Tienen mucho de qué quejarse. La pandemia ha golpeado al turismo receptivo, lo que ha agravado la necesidad que tiene la economía de divisas fuertes. Raúl Castro realizó reformas económicas, pero fueron tímidas y su implementación ha sido lenta –por ejemplo, solo se autorizan negocios privados minúsculos–. Fue Díaz-Canel quien dio el paso más transcendental al ordenar una fuerte devaluación del peso en enero. No obstante, sin medidas que permitan más inversión privada y crecimiento, lo único que se generó fue disparar la inflación.
Venezuela, el principal patrocinador foráneo de Cuba durante los últimos quince años, está sufriendo el colapso de su industria petrolera, afectada por sanciones impuestas por Estados Unidos. Debido a ello, ha reducido sus embarques de petróleo a la isla a precios rebajados, lo que ha provocado cortes de electricidad durante el caluroso verano.
La escasez crónica de alimentos y medicinas se ha agravado. A pesar de la destreza cubana en salud pública y de haber desarrollado su propia vacuna contra el covid-19, el Gobierno no ha podido contener la pandemia. Los contagiados están muriendo, abandonados en sus casas o en pasillos de hospitales.
Otros dos factores explican las protestas. Uno es el cambio de liderazgo, pues los Castro imponían respeto, hasta en quienes les aborrecían, mientras que Díaz-Canel, sin una pizca de carisma, no. Segundo, Internet y las redes sociales, accesibles desde hace pocos años, han roto el monopolio que el régimen mantenía sobre la información y han conectado a los cubanos jóvenes entre ellos y con sus pares del mundo.
También han empoderado un movimiento cultural de protesta entre artistas y músicos, cuyo mensaje es, en la irrefutable letra de “Patria y vida”: “Ya se venció tu tiempo, se rompió el silencio… y no tenemos miedo, se acabó el engaño”.
Díaz-Canel enfrenta una disyuntiva: convertir Cuba en una Bielorrusia con sol radiante, o mitigar el descontento permitiendo más iniciativa privada y mayor libertad cultural. Ello podría debilitar a las Fuerzas Armadas y al Partido Comunista, pero a la larga salvaría algunos de los logros sociales originales de la Revolución.
Es curioso que muchos republicanos se hagan eco de la descripción que Díaz-Canel hace del rol de Estados Unidos en las protestas. Donald Trump acentuó el embargo económico contra Cuba; prohibió viajes por turismo, restringió remesas y aplicó sanciones a empresas estatales, en gran parte revirtiendo la apertura iniciada por su antecesor, Barack Obama. Al igual que el mandatario cubano, los republicanos afirman que la agitación prueba que el embargo por fin está funcionando.
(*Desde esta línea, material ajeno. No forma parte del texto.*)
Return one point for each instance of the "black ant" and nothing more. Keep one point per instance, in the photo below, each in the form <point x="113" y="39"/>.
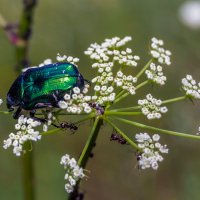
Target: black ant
<point x="97" y="107"/>
<point x="71" y="126"/>
<point x="116" y="137"/>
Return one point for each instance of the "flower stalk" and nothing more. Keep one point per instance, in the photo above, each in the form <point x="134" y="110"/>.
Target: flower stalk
<point x="168" y="132"/>
<point x="86" y="152"/>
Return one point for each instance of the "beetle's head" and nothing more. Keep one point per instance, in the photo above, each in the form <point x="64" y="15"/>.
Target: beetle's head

No es tanto así. Es cierto que el embargo le ha hecho más difícil la vida al Gobierno cubano, pero las restricciones perjudican mayormente a los estadounidenses. El régimen todavía puede comprar alimentos y medicinas estadounidenses y comerciar con el mundo. En suma, las causas de la explosión social en Cuba son internas.
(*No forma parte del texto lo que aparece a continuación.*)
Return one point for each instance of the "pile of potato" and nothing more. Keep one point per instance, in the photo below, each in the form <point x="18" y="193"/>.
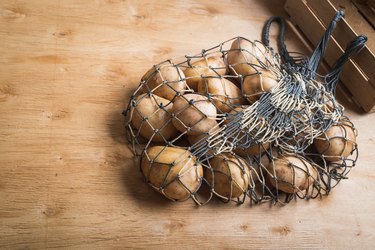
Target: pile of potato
<point x="179" y="105"/>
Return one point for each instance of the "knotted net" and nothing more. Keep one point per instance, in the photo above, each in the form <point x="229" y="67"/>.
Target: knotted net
<point x="239" y="121"/>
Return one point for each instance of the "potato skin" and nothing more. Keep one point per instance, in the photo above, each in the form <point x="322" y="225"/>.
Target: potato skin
<point x="174" y="77"/>
<point x="230" y="177"/>
<point x="255" y="85"/>
<point x="289" y="168"/>
<point x="225" y="94"/>
<point x="333" y="145"/>
<point x="202" y="68"/>
<point x="253" y="150"/>
<point x="200" y="116"/>
<point x="243" y="53"/>
<point x="173" y="171"/>
<point x="147" y="106"/>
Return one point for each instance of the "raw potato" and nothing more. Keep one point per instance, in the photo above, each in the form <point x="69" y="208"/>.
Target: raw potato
<point x="202" y="68"/>
<point x="166" y="81"/>
<point x="255" y="85"/>
<point x="289" y="169"/>
<point x="231" y="175"/>
<point x="157" y="118"/>
<point x="244" y="56"/>
<point x="253" y="150"/>
<point x="224" y="93"/>
<point x="337" y="142"/>
<point x="192" y="139"/>
<point x="256" y="174"/>
<point x="200" y="116"/>
<point x="173" y="171"/>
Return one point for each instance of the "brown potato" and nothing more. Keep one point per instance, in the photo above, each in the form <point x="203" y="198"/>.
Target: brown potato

El presidente Joe Biden debe sacar la conclusión obvia. Hasta ahora, ha dejado intacta la política de Trump a fin de no enfadar a los cubano-estadounidenses de línea dura, pero debería retomar el enfoque de Obama. La mayor amenaza a un régimen cerrado es relacionarse con el mundo, en especial con Estados Unidos. Biden debe levantar el embargo y despojar al régimen de una excusa por su fracaso.